So the dinos never went extinct, which is why this cute little movie now has an excuse to tell its story. The setting seems like somewhere out of the old American West. There lies a long-necked family of apatosauruses. “Poppa” (Jeffrey Wright, voice) and “Momma” (Frances McDormand, voice) are looking out for young, un-intimidating “Arlo” (Raymond Ochoa). When an unexpected flood washes Poppa and Arlo out of a ravine, little Arlo is left on his own.
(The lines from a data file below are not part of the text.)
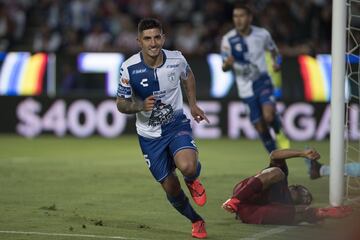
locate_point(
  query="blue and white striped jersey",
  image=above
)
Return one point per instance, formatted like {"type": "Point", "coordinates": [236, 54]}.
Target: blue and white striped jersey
{"type": "Point", "coordinates": [249, 54]}
{"type": "Point", "coordinates": [141, 81]}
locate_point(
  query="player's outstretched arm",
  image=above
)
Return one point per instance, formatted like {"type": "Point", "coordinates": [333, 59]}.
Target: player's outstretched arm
{"type": "Point", "coordinates": [279, 154]}
{"type": "Point", "coordinates": [228, 63]}
{"type": "Point", "coordinates": [134, 105]}
{"type": "Point", "coordinates": [190, 90]}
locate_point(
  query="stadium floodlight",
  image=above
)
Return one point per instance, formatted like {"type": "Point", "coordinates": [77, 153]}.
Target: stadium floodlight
{"type": "Point", "coordinates": [337, 156]}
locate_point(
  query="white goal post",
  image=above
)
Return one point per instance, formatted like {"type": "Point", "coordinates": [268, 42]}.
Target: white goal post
{"type": "Point", "coordinates": [337, 155]}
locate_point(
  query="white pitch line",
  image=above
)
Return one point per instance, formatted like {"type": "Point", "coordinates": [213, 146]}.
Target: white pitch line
{"type": "Point", "coordinates": [69, 235]}
{"type": "Point", "coordinates": [268, 233]}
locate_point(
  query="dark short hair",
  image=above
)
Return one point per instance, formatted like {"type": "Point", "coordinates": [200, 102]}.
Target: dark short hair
{"type": "Point", "coordinates": [149, 23]}
{"type": "Point", "coordinates": [244, 6]}
{"type": "Point", "coordinates": [304, 196]}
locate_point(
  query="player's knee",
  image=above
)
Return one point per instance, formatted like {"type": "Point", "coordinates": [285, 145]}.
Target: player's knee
{"type": "Point", "coordinates": [277, 175]}
{"type": "Point", "coordinates": [268, 118]}
{"type": "Point", "coordinates": [188, 168]}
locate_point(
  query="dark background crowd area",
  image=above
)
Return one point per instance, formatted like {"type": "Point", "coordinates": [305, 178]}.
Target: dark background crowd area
{"type": "Point", "coordinates": [193, 26]}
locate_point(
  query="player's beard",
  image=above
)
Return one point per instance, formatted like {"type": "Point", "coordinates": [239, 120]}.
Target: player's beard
{"type": "Point", "coordinates": [154, 52]}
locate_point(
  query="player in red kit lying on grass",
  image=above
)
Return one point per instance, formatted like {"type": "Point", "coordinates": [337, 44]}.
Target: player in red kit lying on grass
{"type": "Point", "coordinates": [266, 197]}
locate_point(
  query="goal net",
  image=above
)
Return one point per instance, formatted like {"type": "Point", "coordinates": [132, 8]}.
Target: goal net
{"type": "Point", "coordinates": [352, 93]}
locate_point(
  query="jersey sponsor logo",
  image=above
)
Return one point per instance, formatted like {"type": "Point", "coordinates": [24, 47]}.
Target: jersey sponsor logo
{"type": "Point", "coordinates": [138, 71]}
{"type": "Point", "coordinates": [161, 114]}
{"type": "Point", "coordinates": [171, 77]}
{"type": "Point", "coordinates": [159, 94]}
{"type": "Point", "coordinates": [238, 47]}
{"type": "Point", "coordinates": [172, 66]}
{"type": "Point", "coordinates": [147, 160]}
{"type": "Point", "coordinates": [144, 82]}
{"type": "Point", "coordinates": [125, 81]}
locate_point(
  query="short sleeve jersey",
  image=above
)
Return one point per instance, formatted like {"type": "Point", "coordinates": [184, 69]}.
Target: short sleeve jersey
{"type": "Point", "coordinates": [138, 80]}
{"type": "Point", "coordinates": [249, 54]}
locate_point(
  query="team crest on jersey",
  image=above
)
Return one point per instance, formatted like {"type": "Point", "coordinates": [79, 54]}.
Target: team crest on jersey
{"type": "Point", "coordinates": [125, 81]}
{"type": "Point", "coordinates": [161, 114]}
{"type": "Point", "coordinates": [171, 77]}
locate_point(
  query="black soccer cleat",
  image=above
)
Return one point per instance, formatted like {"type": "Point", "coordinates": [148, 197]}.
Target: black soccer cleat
{"type": "Point", "coordinates": [315, 169]}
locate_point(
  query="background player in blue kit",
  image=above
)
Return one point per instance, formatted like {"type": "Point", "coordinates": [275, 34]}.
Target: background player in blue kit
{"type": "Point", "coordinates": [150, 87]}
{"type": "Point", "coordinates": [243, 50]}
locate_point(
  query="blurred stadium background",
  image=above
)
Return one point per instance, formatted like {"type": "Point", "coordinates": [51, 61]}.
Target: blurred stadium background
{"type": "Point", "coordinates": [69, 161]}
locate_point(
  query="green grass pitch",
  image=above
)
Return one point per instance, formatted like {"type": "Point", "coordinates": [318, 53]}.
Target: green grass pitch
{"type": "Point", "coordinates": [101, 188]}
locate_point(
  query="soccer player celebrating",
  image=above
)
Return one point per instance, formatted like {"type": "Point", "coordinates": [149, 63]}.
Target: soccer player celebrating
{"type": "Point", "coordinates": [243, 50]}
{"type": "Point", "coordinates": [150, 87]}
{"type": "Point", "coordinates": [266, 197]}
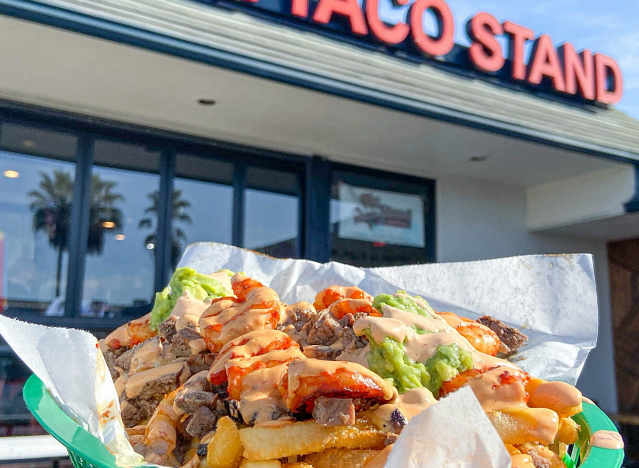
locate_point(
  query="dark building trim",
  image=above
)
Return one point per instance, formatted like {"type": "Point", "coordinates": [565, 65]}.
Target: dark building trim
{"type": "Point", "coordinates": [78, 237]}
{"type": "Point", "coordinates": [129, 35]}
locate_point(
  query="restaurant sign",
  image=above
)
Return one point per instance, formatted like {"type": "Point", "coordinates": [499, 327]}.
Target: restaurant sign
{"type": "Point", "coordinates": [582, 75]}
{"type": "Point", "coordinates": [380, 216]}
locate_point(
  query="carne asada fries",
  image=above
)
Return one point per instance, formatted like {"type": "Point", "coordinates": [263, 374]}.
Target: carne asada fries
{"type": "Point", "coordinates": [222, 374]}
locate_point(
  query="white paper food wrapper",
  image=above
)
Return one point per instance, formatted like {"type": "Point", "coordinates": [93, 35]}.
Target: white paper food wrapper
{"type": "Point", "coordinates": [432, 438]}
{"type": "Point", "coordinates": [552, 298]}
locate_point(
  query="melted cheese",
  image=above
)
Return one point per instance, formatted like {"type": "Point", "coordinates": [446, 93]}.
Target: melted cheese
{"type": "Point", "coordinates": [136, 382]}
{"type": "Point", "coordinates": [409, 404]}
{"type": "Point", "coordinates": [492, 395]}
{"type": "Point", "coordinates": [227, 319]}
{"type": "Point", "coordinates": [261, 400]}
{"type": "Point", "coordinates": [303, 368]}
{"type": "Point", "coordinates": [249, 344]}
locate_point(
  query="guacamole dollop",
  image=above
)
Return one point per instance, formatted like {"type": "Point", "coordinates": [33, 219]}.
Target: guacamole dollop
{"type": "Point", "coordinates": [405, 303]}
{"type": "Point", "coordinates": [388, 358]}
{"type": "Point", "coordinates": [185, 279]}
{"type": "Point", "coordinates": [447, 362]}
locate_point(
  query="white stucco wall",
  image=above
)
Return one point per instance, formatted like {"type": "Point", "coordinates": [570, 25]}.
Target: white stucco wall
{"type": "Point", "coordinates": [479, 220]}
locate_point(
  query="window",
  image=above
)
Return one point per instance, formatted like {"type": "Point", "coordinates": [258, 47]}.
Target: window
{"type": "Point", "coordinates": [202, 203]}
{"type": "Point", "coordinates": [35, 213]}
{"type": "Point", "coordinates": [379, 221]}
{"type": "Point", "coordinates": [119, 273]}
{"type": "Point", "coordinates": [271, 214]}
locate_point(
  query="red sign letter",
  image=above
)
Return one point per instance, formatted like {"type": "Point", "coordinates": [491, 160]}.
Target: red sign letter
{"type": "Point", "coordinates": [579, 71]}
{"type": "Point", "coordinates": [349, 8]}
{"type": "Point", "coordinates": [388, 34]}
{"type": "Point", "coordinates": [485, 52]}
{"type": "Point", "coordinates": [444, 42]}
{"type": "Point", "coordinates": [608, 92]}
{"type": "Point", "coordinates": [518, 35]}
{"type": "Point", "coordinates": [545, 62]}
{"type": "Point", "coordinates": [299, 8]}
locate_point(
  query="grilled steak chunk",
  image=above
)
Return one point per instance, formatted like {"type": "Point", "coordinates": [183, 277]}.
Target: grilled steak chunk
{"type": "Point", "coordinates": [200, 362]}
{"type": "Point", "coordinates": [124, 361]}
{"type": "Point", "coordinates": [202, 422]}
{"type": "Point", "coordinates": [323, 329]}
{"type": "Point", "coordinates": [510, 337]}
{"type": "Point", "coordinates": [181, 341]}
{"type": "Point", "coordinates": [334, 411]}
{"type": "Point", "coordinates": [538, 461]}
{"type": "Point", "coordinates": [325, 353]}
{"type": "Point", "coordinates": [191, 401]}
{"type": "Point", "coordinates": [137, 410]}
{"type": "Point", "coordinates": [167, 328]}
{"type": "Point", "coordinates": [156, 381]}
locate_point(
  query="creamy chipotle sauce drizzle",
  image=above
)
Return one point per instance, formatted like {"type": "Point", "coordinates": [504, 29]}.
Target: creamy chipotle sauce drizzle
{"type": "Point", "coordinates": [606, 439]}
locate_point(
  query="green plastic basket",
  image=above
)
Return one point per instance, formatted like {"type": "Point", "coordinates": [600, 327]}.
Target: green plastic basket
{"type": "Point", "coordinates": [87, 451]}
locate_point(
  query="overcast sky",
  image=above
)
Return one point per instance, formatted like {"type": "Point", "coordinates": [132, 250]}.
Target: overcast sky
{"type": "Point", "coordinates": [609, 27]}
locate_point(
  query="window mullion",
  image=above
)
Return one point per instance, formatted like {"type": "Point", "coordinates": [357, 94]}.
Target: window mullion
{"type": "Point", "coordinates": [163, 239]}
{"type": "Point", "coordinates": [239, 203]}
{"type": "Point", "coordinates": [79, 226]}
{"type": "Point", "coordinates": [317, 199]}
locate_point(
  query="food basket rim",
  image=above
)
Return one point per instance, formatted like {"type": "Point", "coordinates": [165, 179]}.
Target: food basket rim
{"type": "Point", "coordinates": [90, 449]}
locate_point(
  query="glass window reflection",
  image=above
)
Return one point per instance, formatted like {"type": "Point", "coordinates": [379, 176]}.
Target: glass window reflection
{"type": "Point", "coordinates": [271, 215]}
{"type": "Point", "coordinates": [202, 203]}
{"type": "Point", "coordinates": [120, 263]}
{"type": "Point", "coordinates": [35, 213]}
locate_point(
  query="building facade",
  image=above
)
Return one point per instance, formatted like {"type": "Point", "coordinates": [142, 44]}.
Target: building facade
{"type": "Point", "coordinates": [130, 129]}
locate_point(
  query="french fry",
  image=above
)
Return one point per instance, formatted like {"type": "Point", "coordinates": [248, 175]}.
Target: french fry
{"type": "Point", "coordinates": [562, 398]}
{"type": "Point", "coordinates": [340, 458]}
{"type": "Point", "coordinates": [517, 425]}
{"type": "Point", "coordinates": [301, 438]}
{"type": "Point", "coordinates": [568, 432]}
{"type": "Point", "coordinates": [260, 464]}
{"type": "Point", "coordinates": [225, 448]}
{"type": "Point", "coordinates": [379, 460]}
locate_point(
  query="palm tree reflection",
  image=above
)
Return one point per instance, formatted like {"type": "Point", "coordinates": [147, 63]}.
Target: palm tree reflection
{"type": "Point", "coordinates": [179, 214]}
{"type": "Point", "coordinates": [51, 207]}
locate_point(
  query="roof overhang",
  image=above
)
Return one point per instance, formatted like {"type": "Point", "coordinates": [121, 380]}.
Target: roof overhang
{"type": "Point", "coordinates": [238, 42]}
{"type": "Point", "coordinates": [141, 76]}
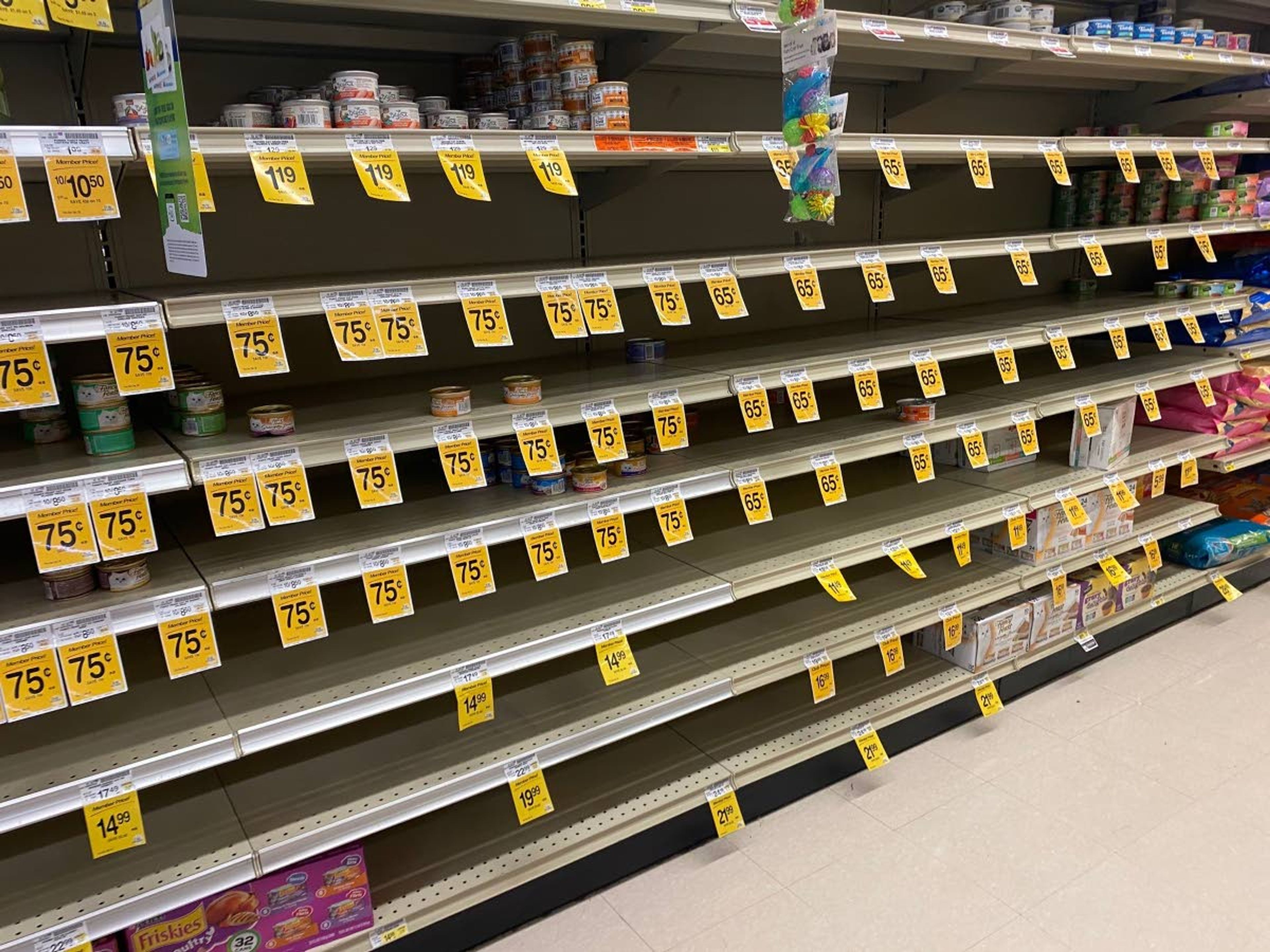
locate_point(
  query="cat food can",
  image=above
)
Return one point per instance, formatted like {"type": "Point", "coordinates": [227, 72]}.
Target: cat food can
{"type": "Point", "coordinates": [605, 95]}
{"type": "Point", "coordinates": [916, 411]}
{"type": "Point", "coordinates": [272, 420]}
{"type": "Point", "coordinates": [124, 574]}
{"type": "Point", "coordinates": [592, 478]}
{"type": "Point", "coordinates": [204, 423]}
{"type": "Point", "coordinates": [613, 120]}
{"type": "Point", "coordinates": [355, 84]}
{"type": "Point", "coordinates": [523, 389]}
{"type": "Point", "coordinates": [108, 417]}
{"type": "Point", "coordinates": [69, 583]}
{"type": "Point", "coordinates": [248, 116]}
{"type": "Point", "coordinates": [402, 115]}
{"type": "Point", "coordinates": [110, 442]}
{"type": "Point", "coordinates": [359, 115]}
{"type": "Point", "coordinates": [305, 115]}
{"type": "Point", "coordinates": [451, 402]}
{"type": "Point", "coordinates": [96, 390]}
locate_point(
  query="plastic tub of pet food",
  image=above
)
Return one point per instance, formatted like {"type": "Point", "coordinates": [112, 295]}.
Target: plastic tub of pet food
{"type": "Point", "coordinates": [248, 116]}
{"type": "Point", "coordinates": [523, 389]}
{"type": "Point", "coordinates": [305, 115]}
{"type": "Point", "coordinates": [451, 402]}
{"type": "Point", "coordinates": [355, 84]}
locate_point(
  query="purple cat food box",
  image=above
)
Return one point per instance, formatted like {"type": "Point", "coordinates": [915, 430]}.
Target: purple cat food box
{"type": "Point", "coordinates": [298, 909]}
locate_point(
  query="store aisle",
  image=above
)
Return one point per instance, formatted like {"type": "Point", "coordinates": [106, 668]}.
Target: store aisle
{"type": "Point", "coordinates": [1122, 808]}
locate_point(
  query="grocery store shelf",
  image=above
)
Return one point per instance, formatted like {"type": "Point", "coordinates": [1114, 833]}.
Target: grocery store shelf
{"type": "Point", "coordinates": [75, 317]}
{"type": "Point", "coordinates": [398, 408]}
{"type": "Point", "coordinates": [26, 466]}
{"type": "Point", "coordinates": [195, 847]}
{"type": "Point", "coordinates": [23, 603]}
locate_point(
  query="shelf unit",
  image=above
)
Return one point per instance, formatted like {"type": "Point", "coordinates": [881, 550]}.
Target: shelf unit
{"type": "Point", "coordinates": [278, 756]}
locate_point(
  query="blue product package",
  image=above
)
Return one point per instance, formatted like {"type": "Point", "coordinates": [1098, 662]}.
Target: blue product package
{"type": "Point", "coordinates": [1216, 542]}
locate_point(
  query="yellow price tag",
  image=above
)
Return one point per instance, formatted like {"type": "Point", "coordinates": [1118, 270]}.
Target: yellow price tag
{"type": "Point", "coordinates": [31, 681]}
{"type": "Point", "coordinates": [1016, 526]}
{"type": "Point", "coordinates": [754, 496]}
{"type": "Point", "coordinates": [891, 158]}
{"type": "Point", "coordinates": [954, 626]}
{"type": "Point", "coordinates": [668, 419]}
{"type": "Point", "coordinates": [230, 489]}
{"type": "Point", "coordinates": [609, 530]}
{"type": "Point", "coordinates": [1020, 258]}
{"type": "Point", "coordinates": [187, 635]}
{"type": "Point", "coordinates": [1004, 356]}
{"type": "Point", "coordinates": [960, 536]}
{"type": "Point", "coordinates": [940, 270]}
{"type": "Point", "coordinates": [672, 515]}
{"type": "Point", "coordinates": [831, 579]}
{"type": "Point", "coordinates": [869, 746]}
{"type": "Point", "coordinates": [544, 546]}
{"type": "Point", "coordinates": [1057, 166]}
{"type": "Point", "coordinates": [1089, 414]}
{"type": "Point", "coordinates": [79, 176]}
{"type": "Point", "coordinates": [920, 457]}
{"type": "Point", "coordinates": [463, 167]}
{"type": "Point", "coordinates": [284, 487]}
{"type": "Point", "coordinates": [1151, 547]}
{"type": "Point", "coordinates": [1072, 508]}
{"type": "Point", "coordinates": [597, 302]}
{"type": "Point", "coordinates": [474, 695]}
{"type": "Point", "coordinates": [1096, 257]}
{"type": "Point", "coordinates": [981, 167]}
{"type": "Point", "coordinates": [752, 398]}
{"type": "Point", "coordinates": [379, 167]}
{"type": "Point", "coordinates": [24, 15]}
{"type": "Point", "coordinates": [280, 169]}
{"type": "Point", "coordinates": [667, 296]}
{"type": "Point", "coordinates": [387, 584]}
{"type": "Point", "coordinates": [62, 530]}
{"type": "Point", "coordinates": [877, 277]}
{"type": "Point", "coordinates": [892, 651]}
{"type": "Point", "coordinates": [121, 516]}
{"type": "Point", "coordinates": [374, 469]}
{"type": "Point", "coordinates": [83, 15]}
{"type": "Point", "coordinates": [820, 668]}
{"type": "Point", "coordinates": [256, 336]}
{"type": "Point", "coordinates": [807, 284]}
{"type": "Point", "coordinates": [865, 380]}
{"type": "Point", "coordinates": [549, 163]}
{"type": "Point", "coordinates": [724, 809]}
{"type": "Point", "coordinates": [828, 479]}
{"type": "Point", "coordinates": [536, 438]}
{"type": "Point", "coordinates": [529, 789]}
{"type": "Point", "coordinates": [1223, 586]}
{"type": "Point", "coordinates": [986, 692]}
{"type": "Point", "coordinates": [724, 291]}
{"type": "Point", "coordinates": [1150, 405]}
{"type": "Point", "coordinates": [469, 564]}
{"type": "Point", "coordinates": [605, 428]}
{"type": "Point", "coordinates": [1062, 349]}
{"type": "Point", "coordinates": [298, 606]}
{"type": "Point", "coordinates": [397, 317]}
{"type": "Point", "coordinates": [113, 819]}
{"type": "Point", "coordinates": [1122, 496]}
{"type": "Point", "coordinates": [89, 657]}
{"type": "Point", "coordinates": [901, 555]}
{"type": "Point", "coordinates": [561, 306]}
{"type": "Point", "coordinates": [802, 395]}
{"type": "Point", "coordinates": [614, 654]}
Early on, the moral of the story is set and it’s never hard to see where anything in The Good Dinosaur is going—Arlo must go out of his comfort zone and learn about the virtues of self-sacrifice and courage. On his overmatching journey that has him quivering in fear at the approach of even the smallest of shadows, scared little Arlo comes across an early human child who seems as lost as Arlo. This howling and barking little boy on all fours is close to the earth in more ways than one. Despite each other’s initial mistrust, Arlo takes to him and names him “Spot.”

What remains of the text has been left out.